私がやろうとしているのは、プリント上に定着され閉じ込められた被写体の魂(のようなもの)を吸い出し解放する行為に似ていると思う。写真を撮影するとき被写体の魂が吸いとられると恐れられていた時代があったが、シャッターを押す瞬間とプリントを破壊していく行為中に私は同じ気持ち良さを感じている。

私が作っているのは抜け殻だ。曾祖母や祖母、そして母の庭には、毎夏おびただしい数の蝉の抜け殻が残されていたのを思い出す。そこに実体は既にないけれども、確かな存在感が依然としてあった。この感覚はただの灰を外国の海へ散骨に赴かせてしまう気持ちと根本は同じであろう。

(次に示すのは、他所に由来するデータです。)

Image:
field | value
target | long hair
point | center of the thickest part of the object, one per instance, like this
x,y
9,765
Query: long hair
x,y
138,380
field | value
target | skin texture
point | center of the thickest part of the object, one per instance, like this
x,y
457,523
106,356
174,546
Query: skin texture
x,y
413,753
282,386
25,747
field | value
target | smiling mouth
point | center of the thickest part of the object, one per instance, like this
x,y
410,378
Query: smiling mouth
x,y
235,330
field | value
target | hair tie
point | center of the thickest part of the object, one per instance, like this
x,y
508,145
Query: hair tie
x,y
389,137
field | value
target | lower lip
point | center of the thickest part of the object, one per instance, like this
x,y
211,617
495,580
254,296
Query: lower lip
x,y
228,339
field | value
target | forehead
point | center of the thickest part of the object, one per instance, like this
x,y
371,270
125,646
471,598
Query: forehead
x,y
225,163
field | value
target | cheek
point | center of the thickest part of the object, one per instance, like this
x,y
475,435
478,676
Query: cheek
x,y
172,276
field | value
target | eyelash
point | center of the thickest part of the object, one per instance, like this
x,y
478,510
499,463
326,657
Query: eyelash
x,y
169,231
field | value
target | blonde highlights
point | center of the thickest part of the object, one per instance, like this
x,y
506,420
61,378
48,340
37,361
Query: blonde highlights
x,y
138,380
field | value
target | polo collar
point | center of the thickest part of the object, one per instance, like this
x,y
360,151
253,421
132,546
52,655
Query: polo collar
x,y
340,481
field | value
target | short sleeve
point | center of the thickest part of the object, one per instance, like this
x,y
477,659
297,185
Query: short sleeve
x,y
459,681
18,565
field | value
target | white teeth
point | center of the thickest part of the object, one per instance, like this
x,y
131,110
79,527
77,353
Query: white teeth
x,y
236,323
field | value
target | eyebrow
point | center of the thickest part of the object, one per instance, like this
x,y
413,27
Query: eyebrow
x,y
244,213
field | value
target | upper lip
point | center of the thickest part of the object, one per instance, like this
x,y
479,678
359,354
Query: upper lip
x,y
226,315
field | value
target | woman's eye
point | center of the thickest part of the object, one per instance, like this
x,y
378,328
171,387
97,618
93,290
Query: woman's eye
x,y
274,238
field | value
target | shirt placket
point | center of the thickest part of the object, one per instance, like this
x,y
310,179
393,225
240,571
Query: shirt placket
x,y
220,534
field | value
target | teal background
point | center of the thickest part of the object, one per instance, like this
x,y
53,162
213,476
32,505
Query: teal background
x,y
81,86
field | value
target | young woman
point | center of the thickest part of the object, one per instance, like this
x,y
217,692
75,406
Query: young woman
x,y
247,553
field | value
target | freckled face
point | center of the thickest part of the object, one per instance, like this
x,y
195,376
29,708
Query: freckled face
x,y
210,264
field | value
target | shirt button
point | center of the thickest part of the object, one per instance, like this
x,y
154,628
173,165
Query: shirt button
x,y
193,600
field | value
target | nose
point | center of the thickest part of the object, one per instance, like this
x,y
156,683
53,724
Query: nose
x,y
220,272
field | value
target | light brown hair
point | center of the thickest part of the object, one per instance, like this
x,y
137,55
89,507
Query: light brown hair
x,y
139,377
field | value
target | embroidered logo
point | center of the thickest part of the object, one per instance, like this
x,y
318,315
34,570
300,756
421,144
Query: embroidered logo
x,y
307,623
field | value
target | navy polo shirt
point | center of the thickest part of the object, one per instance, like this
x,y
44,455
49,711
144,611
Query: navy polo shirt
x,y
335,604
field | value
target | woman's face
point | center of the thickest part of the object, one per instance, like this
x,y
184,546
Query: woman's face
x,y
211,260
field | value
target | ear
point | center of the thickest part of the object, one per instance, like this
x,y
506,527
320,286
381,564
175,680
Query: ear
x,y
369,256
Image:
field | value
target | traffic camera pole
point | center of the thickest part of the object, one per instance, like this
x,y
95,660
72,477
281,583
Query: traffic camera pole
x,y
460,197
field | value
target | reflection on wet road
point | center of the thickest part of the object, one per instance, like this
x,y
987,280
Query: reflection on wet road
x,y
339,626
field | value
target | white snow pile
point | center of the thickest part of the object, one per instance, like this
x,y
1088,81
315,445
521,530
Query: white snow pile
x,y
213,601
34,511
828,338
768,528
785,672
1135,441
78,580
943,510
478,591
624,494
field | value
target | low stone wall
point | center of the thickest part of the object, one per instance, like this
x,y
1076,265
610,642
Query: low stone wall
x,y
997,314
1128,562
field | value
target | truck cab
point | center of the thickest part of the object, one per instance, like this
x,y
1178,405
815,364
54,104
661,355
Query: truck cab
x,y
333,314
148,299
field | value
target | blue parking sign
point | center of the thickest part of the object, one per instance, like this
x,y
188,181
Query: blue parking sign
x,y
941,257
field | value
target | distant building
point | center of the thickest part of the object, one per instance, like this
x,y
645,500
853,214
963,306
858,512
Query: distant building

例えば、自分の顔を撮影したプリントに焼きごてをあてているとき、実際に自分の顔が焼かれているような感覚に捕らわれるように、私は被写体として、心情的に焼き難い反面焼いている最中にはタブーを破るような快感を感じさせ、そして焼いても被写体に最終的には許してもらえると私に感じさせる“何か”を孕んでいるものを選んだ。かつて供儀に捧げられていたモチーフである花や動物、仏像や光輪、祈り踊り裸で横たわる若い男女や子供は、具体的には東京の博物館の剥製動物や植物園でしか生きられない熱帯植物、浜松のサンバカーニバルや観光客用のバリダンスなど、野性の見本として都市に集められ陳列やパフォーマンスされたもの、寺社から切り離され展示された宗教的遺物、家族と離ればなれに都市に移り住む人間など、元在った土地から都市にかき集められたものたちだ。それらはアジアの宗教画に見られる鳥や蝶、花などの動植物、天女などの精霊、腕や頭を複数持つ神や怪物といったモチーフに私の想像力の中で生まれ変わる。

制作を通して、私は被写体たちが何故特別に生け贄として選ばれていたのかという理由をぼんやりと理解することができる。スタティックな写真が、焼かれ、壊されることで有機体に還る。抜け殻の集積はドローイングのラインとなり、 “かつてそこに存在していた特別な何か”を逆説的に観るものに暗示するのである。